Markevich made his mark in the history of 19th century Russian literature as a tendentious novelist, and a friend of Katkov. He's found himself at the center of at least two scandals, the first caused by his highly publicised row with Ivan Turgenev, the second having to do with alleged bribery (which he denied). Markevich's literary gift, though, has never been doubted; his books, which were widely read in Russia (notably by members of the monarch's family) and translated into many languages, contain, according to the 1990 Russian Writers dictionary, "priceless documentary material and are still in need of objective analysis."

== Select works ==
- Marina from Aly Rog (Марина из Алого Рога, 1873)
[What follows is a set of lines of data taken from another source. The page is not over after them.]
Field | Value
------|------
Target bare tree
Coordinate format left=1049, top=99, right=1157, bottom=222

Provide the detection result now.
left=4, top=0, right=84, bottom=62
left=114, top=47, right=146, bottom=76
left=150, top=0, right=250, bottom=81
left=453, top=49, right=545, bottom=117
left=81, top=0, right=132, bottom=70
- Two Masks (Две маски, 1874, novelet)
- A Quarter of a Century Ago (Четверть века назад, 1878, 1st part of the trilogy)
- Princess Tata (Принцесса Тата, 1879, novelet)
- The Forester (Лесник, 1880, novelet)
- The Turning Point (Перелом, 1881, 2nd part of the trilogy)
- The Void (Бездна, 1884, 3rd part of the trilogy, unfinished).

=== Compilations ===
- Short Stories and Novellas (1883, Saint Petersburg)
- The Complete Markevich in 11 volumes (1885, Saint Petersburg; 1912, second edition, Moscow).